I, for one, have never felt entirely comfortable judging the motives or actions of these men. Their situation was uniquely untenable, their options all dreadful and the pressures they faced unimaginable. In his previous work, that would seem to have been Lanzmann’s position as well.
But in contrast to “Shoah,” whose immense running time is necessary to accommodate the multiplicity of testimonies and viewpoints expressed, “Unjust” is essentially univocal. The only voices we hear in the film are those of Rabbi Murmelstein, interviewed by Lanzmann in 1975, and Lanzmann himself reading from the rabbi’s autobiography, published in 1977. The shorter films Lanzmann carved out from the iceberg of footage he shot in the 1970s were essentially testimony from witnesses to singular moments in the sorry history of the Shoah, with the filmmaker merely adding facts and figures. On the other hand, “Unjust” is a piece of advocacy in which Lanzmann either echoes or amplifies the voice of a single witness who is given vastly more screen time than any of the other interview subjects in the previous films. It is also, significantly, the only one of Lanzmann’s films on the topic in which he uses, albeit briefly, archival images, including footage from the infamous propaganda film, “Hitler Gives the Jews a City.”

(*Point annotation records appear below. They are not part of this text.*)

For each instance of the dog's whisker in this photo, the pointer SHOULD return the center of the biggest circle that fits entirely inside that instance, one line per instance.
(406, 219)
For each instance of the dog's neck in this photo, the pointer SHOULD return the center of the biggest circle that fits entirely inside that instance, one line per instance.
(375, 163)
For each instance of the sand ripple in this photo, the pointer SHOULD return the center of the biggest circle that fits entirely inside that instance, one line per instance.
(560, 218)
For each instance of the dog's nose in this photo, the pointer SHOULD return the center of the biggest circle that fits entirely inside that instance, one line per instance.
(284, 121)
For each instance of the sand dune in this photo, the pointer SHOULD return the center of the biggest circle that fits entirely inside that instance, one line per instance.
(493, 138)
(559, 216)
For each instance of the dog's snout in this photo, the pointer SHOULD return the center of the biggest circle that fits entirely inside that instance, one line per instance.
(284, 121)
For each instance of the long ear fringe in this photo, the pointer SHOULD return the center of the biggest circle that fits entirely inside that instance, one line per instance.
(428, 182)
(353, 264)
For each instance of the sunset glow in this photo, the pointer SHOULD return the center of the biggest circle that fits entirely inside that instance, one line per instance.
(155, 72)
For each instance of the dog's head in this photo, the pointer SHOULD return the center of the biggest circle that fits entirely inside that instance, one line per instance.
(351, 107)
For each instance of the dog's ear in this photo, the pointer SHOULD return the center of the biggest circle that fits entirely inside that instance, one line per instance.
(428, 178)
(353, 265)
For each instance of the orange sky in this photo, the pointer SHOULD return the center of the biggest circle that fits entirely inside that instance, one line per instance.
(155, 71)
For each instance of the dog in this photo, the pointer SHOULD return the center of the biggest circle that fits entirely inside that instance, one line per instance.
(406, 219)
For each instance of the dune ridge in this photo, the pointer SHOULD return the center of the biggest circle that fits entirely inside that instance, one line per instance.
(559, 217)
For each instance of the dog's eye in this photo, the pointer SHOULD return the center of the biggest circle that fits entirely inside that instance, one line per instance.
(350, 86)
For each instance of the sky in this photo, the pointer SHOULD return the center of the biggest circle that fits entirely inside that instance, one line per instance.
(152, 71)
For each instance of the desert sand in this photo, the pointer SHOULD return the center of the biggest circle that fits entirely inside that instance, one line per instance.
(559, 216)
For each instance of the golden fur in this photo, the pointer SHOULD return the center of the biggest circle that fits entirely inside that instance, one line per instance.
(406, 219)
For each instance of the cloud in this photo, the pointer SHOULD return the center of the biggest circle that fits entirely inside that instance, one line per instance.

Rabbi Murmelstein is ingratiating, smart and hyper-articulate, as one would expect from a former spiritual leader known for his politesse and his political savvy. He is witty and self-deprecating. What he never seems to be at any point in the film is emotionally engaged. His light, bantering tone seldom changes. In part this is undoubtedly the result of his having told these stories countless times, whether to prosecutors or journalists.
But the cumulative effect is disturbing. Rabbi Murmelstein’s predecessors were murdered by the Nazis. His rise to the unenviable position of Elder came as a direct result, and these were the most unwanted of promotions. But neither those events nor the murder of his fellow ghetto prisoners nor even the persecutions he endured after the war seem to have left much of an emotional mark on Rabbi Murmelstein, and the usually tenacious Lanzmann is dismayingly deferential throughout.
As I have said, I don’t feel in any way equipped to judge Rabbi Murmelstein. Lanzmann is another story altogether. I have been unstinting in my praise of his earlier work and continue to be in awe of “Shoah” in particular. But “Last of the Unjust” essentially is a lengthy case of special pleading. It seems that Lanzmann has bought Rabbi Murmelstein’s narrative without reservations, seeing him as a heroic figure. For all the interest engendered by hearing a survivor of Terezin describing the innermost workings of the camp, the result is deeply disturbing in a way that Lanzmann’s other films almost never are.